Introduction
ARIMA has been a classical workhorse for time series forecasting, but it struggles with nonlinear dependencies and long-range patterns. LSTM (Long Short-Term Memory) solves the vanishing gradient problem of vanilla RNNs by introducing a dedicated memory cell, enabling it to capture long-term temporal dependencies.
This article covers the mathematical foundations of LSTM gates and demonstrates practical time series forecasting with PyTorch.

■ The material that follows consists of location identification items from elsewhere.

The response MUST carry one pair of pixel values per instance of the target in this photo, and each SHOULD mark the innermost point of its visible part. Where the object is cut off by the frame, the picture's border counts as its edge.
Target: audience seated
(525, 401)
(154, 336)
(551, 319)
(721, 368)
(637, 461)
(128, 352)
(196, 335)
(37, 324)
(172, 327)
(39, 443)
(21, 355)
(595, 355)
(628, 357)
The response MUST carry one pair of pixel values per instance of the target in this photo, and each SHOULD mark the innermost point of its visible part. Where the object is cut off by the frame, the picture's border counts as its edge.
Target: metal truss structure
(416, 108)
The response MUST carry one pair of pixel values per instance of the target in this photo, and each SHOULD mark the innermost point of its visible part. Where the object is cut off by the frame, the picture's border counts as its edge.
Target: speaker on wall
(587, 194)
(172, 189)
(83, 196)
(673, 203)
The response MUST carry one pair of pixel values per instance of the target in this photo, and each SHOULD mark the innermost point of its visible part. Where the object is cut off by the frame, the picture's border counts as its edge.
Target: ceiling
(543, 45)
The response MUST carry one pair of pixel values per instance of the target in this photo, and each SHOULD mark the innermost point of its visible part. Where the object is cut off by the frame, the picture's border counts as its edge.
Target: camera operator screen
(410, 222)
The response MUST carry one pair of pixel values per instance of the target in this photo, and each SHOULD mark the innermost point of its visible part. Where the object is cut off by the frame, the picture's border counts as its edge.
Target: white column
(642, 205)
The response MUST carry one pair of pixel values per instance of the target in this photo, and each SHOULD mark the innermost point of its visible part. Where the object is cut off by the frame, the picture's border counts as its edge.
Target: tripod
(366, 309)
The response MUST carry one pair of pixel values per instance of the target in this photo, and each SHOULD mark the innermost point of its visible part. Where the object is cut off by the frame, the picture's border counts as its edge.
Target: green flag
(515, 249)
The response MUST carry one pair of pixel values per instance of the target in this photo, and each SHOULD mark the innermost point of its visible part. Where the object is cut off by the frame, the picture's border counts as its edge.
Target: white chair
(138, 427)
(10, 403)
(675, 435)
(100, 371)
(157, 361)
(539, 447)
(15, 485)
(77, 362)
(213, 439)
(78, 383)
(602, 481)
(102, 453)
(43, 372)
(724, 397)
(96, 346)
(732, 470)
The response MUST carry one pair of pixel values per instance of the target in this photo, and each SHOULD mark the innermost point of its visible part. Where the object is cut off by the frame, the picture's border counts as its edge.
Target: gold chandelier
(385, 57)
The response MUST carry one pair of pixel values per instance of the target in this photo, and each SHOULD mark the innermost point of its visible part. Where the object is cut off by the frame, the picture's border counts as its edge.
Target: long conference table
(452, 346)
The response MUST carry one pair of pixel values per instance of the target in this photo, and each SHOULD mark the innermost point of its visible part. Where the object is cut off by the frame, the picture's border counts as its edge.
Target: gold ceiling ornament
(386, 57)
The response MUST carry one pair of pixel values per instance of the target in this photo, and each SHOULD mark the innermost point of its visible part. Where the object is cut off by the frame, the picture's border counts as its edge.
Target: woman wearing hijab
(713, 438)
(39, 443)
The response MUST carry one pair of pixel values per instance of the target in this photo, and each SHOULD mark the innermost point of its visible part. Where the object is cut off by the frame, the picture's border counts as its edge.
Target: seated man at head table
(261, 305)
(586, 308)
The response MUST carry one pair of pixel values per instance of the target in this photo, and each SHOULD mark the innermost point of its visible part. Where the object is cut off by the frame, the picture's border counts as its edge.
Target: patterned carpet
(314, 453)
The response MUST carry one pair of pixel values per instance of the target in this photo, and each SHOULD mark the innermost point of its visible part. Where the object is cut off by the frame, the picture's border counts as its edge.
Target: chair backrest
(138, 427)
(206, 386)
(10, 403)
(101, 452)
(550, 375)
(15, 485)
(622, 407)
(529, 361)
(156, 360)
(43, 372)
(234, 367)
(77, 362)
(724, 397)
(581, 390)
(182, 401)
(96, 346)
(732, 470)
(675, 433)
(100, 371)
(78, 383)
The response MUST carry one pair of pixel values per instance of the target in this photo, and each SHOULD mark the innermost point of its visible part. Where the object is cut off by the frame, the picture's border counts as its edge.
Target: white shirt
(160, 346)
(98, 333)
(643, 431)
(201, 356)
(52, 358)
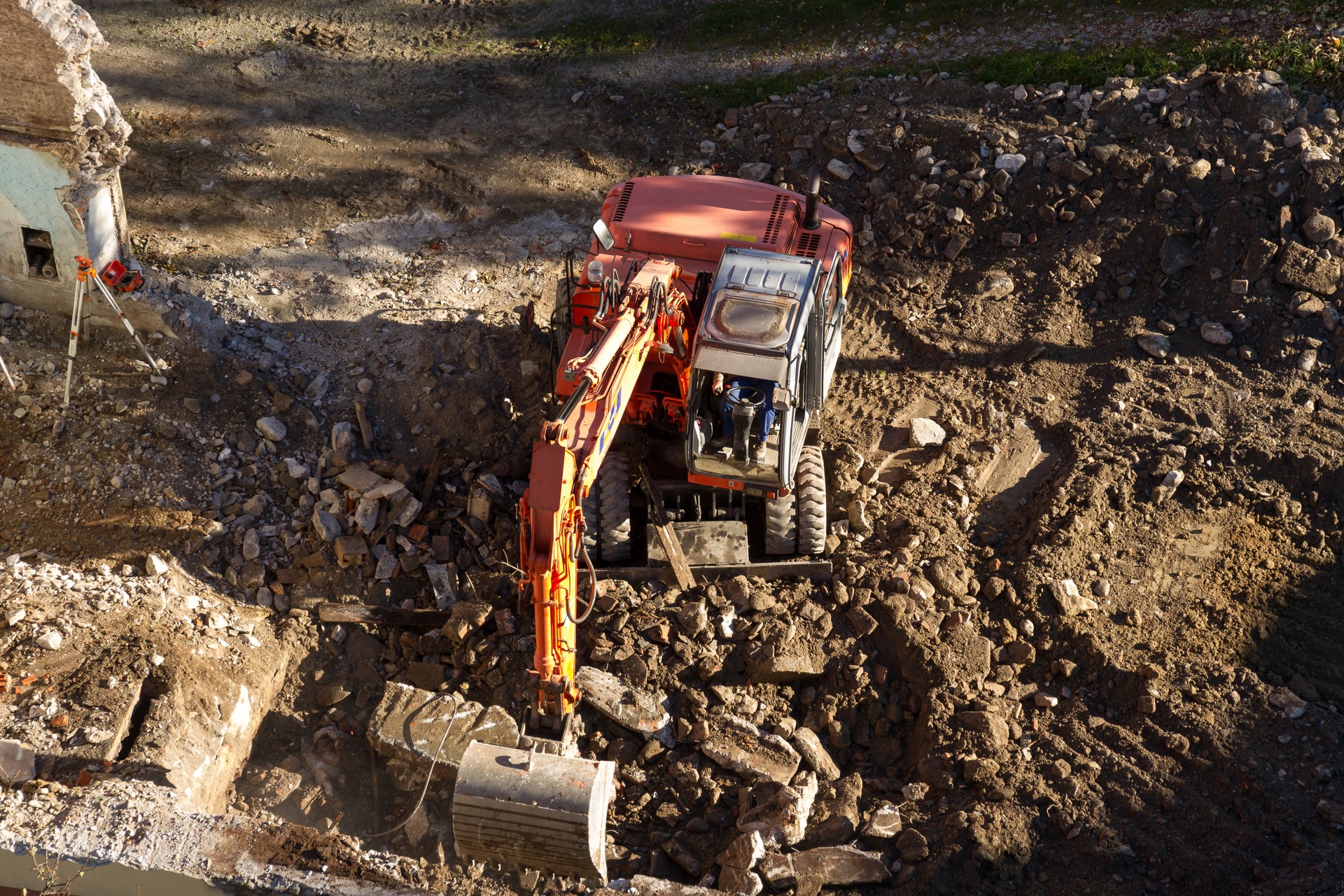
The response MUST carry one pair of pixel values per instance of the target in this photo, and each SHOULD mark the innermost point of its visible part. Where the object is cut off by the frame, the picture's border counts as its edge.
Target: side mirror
(604, 235)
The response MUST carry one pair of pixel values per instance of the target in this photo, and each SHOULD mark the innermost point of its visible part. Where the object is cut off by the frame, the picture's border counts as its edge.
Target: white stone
(18, 762)
(925, 433)
(756, 171)
(840, 169)
(272, 429)
(1215, 333)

The Limitation of RNNs: Vanishing Gradients
A standard RNN updates its hidden state as:
\[h_t = \tanh(W_h h_{t-1} + W_x x_t + b) \tag{1}\]During backpropagation through time (BPTT), gradients are multiplied by the weight matrix at every step. When eigenvalues are less than 1 in magnitude, gradients shrink exponentially over long sequences — the vanishing gradient problem.
LSTM introduces a cell state \(c_t\) that acts as a “memory highway,” allowing gradients to flow without repeated multiplication.
LSTM Architecture
An LSTM cell has three gates operating on the concatenated input \([h_{t-1}, x_t]\).
Forget Gate
Decides what information to discard from the previous cell state.
\[f_t = \sigma(W_f [h_{t-1}, x_t] + b_f) \tag{2}\]Values close to 0 mean “forget”; close to 1 mean “keep.”
Input Gate
Controls how much new information to write into the cell state.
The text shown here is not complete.